標題は,昨日の記事「#1606. 英語言語帝国主義,言語差別,英語覇権」 ([2013-09-19-1]),及びかつての記事としては「#1073. 英語が他言語を侵略してきたパターン」 ([2012-04-04-1]) や「#1072. 英語は言語として特にすぐれているわけではない」 ([2012-04-03-1]) で触れてきた問題である.Phillipson は,著書の随所で,一般に ELT 関係者が英語教育のもつ政治的な含みに対してあまりにナイーブであることを主張している.そして,この無知こそが英語言語帝国主義の拡張を促しているのだとも批判している.この趣旨の引用を5点ほど示そう.
. . . the majority of those working in the ELT field tend to confine themselves, by choice and training, to linguistic, literary, or pedagogical matters. ELT is however an international activity with political, economic, military, and cultural implications and ramifications. (8)
I would argue that ELT professionalism excludes broader societal issues, the prerequisites and consequences of ELT activity, from its professional purview. (48)
The belief that ELT is non-political serves to disconnect culture from structure. It assumes that educational concerns can be divorced from social, political, and economic realities. It exonerates the experts who hold the belief from concerning themselves with these dimensions. It encourages a technical approach to ELT, divorced even from wider educational issues. It permits the English language to be exported as a standard product without the requirements of the local market being considered except in a superficial way. (67)
There is explicit recognition of the commercial relevance of English, though their view of the spread of English is remarkably ahistorical. 'The interest of the British and American peoples in spreading their language abroad has never been narrowly political or chauvinistic. A great deal of the expansion that has already occurred has been almost accidental; but many natural forces and inducements have been at work' ([The Drogheda Report: 4). One hopes that this is self-deception rather than more sinister imperialist rhetoric. (148)

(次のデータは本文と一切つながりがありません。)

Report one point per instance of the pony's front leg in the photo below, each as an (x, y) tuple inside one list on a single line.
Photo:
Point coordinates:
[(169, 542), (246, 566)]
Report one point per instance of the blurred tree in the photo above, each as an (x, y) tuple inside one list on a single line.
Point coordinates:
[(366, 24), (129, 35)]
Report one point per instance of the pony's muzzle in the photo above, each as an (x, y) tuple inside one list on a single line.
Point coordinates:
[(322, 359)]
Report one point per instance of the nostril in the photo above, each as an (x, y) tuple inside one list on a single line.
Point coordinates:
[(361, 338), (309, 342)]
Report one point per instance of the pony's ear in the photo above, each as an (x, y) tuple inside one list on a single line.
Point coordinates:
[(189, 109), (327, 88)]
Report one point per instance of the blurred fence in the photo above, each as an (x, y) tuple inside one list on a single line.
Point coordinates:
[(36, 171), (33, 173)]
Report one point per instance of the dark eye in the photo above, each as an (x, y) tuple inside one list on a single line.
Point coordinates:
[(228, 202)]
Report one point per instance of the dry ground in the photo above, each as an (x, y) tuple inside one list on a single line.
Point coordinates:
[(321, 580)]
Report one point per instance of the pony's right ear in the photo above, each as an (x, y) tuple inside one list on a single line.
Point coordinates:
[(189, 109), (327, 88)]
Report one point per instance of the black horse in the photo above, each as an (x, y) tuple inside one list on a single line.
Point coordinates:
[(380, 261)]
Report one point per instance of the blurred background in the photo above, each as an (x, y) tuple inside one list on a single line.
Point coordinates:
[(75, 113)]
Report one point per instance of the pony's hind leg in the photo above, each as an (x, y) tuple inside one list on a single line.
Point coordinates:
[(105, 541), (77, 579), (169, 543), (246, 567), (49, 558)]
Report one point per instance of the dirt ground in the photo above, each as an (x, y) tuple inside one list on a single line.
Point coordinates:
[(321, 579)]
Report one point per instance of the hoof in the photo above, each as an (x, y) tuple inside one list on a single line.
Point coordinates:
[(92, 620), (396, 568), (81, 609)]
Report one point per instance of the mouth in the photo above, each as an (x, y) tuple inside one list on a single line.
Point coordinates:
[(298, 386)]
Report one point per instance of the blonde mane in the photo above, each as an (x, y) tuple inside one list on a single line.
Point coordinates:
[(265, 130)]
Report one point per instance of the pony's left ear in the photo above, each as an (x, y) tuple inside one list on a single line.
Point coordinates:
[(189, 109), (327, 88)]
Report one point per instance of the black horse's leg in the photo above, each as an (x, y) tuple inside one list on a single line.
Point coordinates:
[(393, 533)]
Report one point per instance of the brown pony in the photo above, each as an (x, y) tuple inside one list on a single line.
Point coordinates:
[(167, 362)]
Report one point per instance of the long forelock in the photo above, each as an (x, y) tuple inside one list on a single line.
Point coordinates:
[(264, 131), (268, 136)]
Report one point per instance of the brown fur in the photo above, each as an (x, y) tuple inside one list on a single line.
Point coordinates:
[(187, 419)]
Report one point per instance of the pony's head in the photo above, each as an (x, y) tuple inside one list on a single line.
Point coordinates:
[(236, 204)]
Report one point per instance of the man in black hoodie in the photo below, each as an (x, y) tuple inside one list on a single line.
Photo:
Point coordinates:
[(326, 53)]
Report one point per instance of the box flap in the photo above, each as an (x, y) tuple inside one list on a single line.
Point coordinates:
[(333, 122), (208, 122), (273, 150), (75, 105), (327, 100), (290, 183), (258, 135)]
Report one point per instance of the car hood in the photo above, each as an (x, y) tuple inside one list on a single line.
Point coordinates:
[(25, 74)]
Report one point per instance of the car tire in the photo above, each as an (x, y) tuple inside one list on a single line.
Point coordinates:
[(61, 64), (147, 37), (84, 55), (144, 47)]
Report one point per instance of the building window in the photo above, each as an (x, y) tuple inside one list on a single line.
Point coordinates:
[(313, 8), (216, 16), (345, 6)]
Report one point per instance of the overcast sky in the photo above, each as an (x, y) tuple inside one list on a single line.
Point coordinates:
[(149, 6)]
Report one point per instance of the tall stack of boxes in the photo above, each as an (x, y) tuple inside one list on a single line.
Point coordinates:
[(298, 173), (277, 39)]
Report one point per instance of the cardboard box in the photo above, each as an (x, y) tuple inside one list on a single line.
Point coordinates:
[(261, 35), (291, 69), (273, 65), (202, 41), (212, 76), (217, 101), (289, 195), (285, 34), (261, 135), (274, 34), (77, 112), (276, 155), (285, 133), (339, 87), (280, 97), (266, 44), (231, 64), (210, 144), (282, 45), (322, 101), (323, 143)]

These declarations [from Center for Applied Linguistics 1959] are clear examples of the myth of non-political ELT. They show little awareness of the contribution of professionalism to the constitution and affirmation of hegemonic ideas. The experts are probably intuitively aware that central professional practices, procedures, and norms represent a paradigm that is being exported, directly or indirectly, to periphery-English countries, yet this is not regarded as educational or cultural imperialism, let alone political in any sense. Their narrow interpretation of this implicitly identifies the 'political' as the discourse of professional politicians or diplomats. They are also inconsistent, since they can immediately identify the political motivations of communist textbooks, yet want their own to project Western values. Their protestations ring somewhat hollow, when their work is explicitly intended to benefit the State they represent. (165)
英語言語帝国主義批判の文献では,「精神の奴隷化」とか "servitude of the mind" などの強い表現がしばしば現われるが,これらの表現は上のような態度をも指しているのだろう.
この Phillipson の議論に,私も基本的に同意する.英語教育に携わっているばかりでなく英語史教育・研究に携わっている者としても,この議論には親近感を覚える.というのは,(とりわけ社会言語学的な側面に注目して)英語の発達してきた歴史的背景に光を当てるのが,英語史のなすべき基本的な仕事だからだ.特に近代以降の英語の著しい成長が,もっぱら種々の言語外的な要因,すなわち政治的なものをも含めた社会的な要因によるものであることは,英語史を批判的に学ぶ者にとっては明らかなのだが,それが一般に広く知られているわけではない.もし上記のナイーブさがあるのだとしたら,それを減じてゆくためには,英語史教育が有効だと考える.「#24. なぜ英語史を学ぶか」 ([2009-05-22-1]) の記事で,英語史を学べば「歴史に基づいた英語観を形成することができる(特に英語を教える立場にある者には必要)」と記したとおりである.
・ Phillipson, Robert. Linguistic Imperialism. Oxford: OUP, 1992.